Why are surveys unreliable for sensitive behavior?: Surveys about sensitive behavior — sexual habits, prejudice, financial choices, parenting — are directionally biased toward socially acceptable answers. The gap between what people report and what they do is systematic and large, not random noise. Crucially, social media posts and survey responses are performances; private search queries are goals. Understanding this distinction between audience-facing behavior and audience-free intent reveals why traditional survey methods systematically misrepresent the truth on sensitive topics, missing the genuine human desires that search data captures.
How do you avoid false correlations in Big Data?: When evaluating any Big Data correlation claim, ask how many variables were tested. If testing many variables, the result may be Coin 391 — a false positive produced by testing enough variables until one correlated by chance. Before acting on any finding, demand an out-of-sample test to verify the correlation holds on new data. This methodological rigor is essential because the more variables tested, the greater the likelihood of discovering spurious correlations through random chance rather than genuine causal relationships.
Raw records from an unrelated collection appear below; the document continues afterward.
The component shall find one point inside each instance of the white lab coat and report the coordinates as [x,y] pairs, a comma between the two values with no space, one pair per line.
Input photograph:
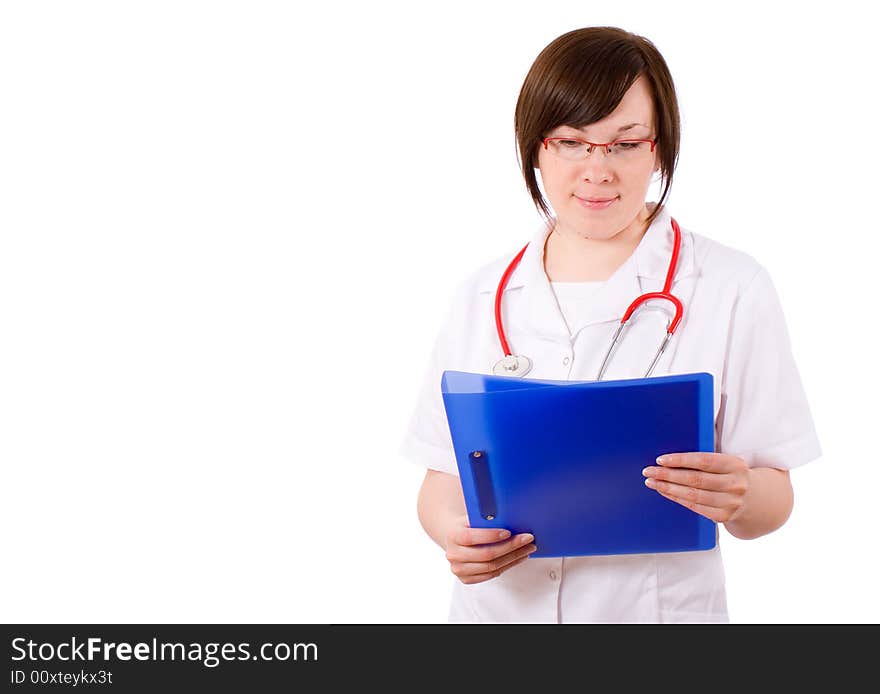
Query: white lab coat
[733,328]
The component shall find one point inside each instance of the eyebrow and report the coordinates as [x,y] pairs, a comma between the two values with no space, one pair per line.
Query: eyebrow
[629,126]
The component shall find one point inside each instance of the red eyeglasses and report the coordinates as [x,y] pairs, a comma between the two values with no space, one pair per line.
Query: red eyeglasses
[573,148]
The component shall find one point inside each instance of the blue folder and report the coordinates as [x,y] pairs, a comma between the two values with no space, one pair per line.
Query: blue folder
[563,460]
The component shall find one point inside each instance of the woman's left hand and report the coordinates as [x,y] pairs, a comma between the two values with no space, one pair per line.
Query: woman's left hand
[711,484]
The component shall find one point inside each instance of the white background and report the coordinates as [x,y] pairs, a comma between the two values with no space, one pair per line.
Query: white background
[229,230]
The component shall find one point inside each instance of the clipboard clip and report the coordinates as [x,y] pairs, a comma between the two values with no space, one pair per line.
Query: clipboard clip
[483,483]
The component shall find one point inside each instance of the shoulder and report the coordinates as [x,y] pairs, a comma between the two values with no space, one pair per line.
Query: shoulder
[723,264]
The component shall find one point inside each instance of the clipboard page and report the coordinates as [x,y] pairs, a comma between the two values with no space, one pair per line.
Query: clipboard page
[563,459]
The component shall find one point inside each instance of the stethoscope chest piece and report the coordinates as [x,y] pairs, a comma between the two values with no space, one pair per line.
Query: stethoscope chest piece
[512,365]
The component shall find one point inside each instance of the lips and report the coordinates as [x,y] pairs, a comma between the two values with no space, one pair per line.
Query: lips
[597,199]
[595,203]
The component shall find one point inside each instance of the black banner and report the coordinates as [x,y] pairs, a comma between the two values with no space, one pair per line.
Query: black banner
[230,657]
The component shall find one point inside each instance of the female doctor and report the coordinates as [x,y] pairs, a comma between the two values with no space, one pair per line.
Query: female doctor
[597,116]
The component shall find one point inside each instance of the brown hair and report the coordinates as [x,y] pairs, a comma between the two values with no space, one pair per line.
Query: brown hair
[579,79]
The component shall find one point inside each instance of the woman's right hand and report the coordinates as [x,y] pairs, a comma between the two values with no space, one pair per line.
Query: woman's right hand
[480,554]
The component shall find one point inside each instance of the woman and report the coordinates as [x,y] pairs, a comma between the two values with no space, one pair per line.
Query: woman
[598,117]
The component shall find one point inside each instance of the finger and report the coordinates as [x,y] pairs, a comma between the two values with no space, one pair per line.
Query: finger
[487,552]
[710,462]
[474,572]
[719,515]
[478,536]
[470,580]
[692,495]
[712,481]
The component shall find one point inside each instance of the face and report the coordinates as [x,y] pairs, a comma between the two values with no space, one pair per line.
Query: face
[568,184]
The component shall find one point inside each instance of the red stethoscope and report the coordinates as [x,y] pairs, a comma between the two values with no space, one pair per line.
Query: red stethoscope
[519,365]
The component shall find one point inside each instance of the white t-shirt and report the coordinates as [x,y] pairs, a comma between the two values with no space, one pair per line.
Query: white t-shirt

Should Big Data be used to predict individual behavior?: Aggregate search data can legitimately guide resource allocation — for example, suicide prevention ads in cities with rising searches, or officers redeployed to protect a threatened mosque. However, individual-level prediction is statistically treacherous. Even a tenfold increase in individual risk leaves most flagged people innocent, making pre-emptive action both ethically and numerically unjustifiable. The book emphasizes using aggregate population patterns responsibly while recognizing that attempting to scale from broader population trends to individual-level predictions introduces dangerous false positives and serious ethical complications.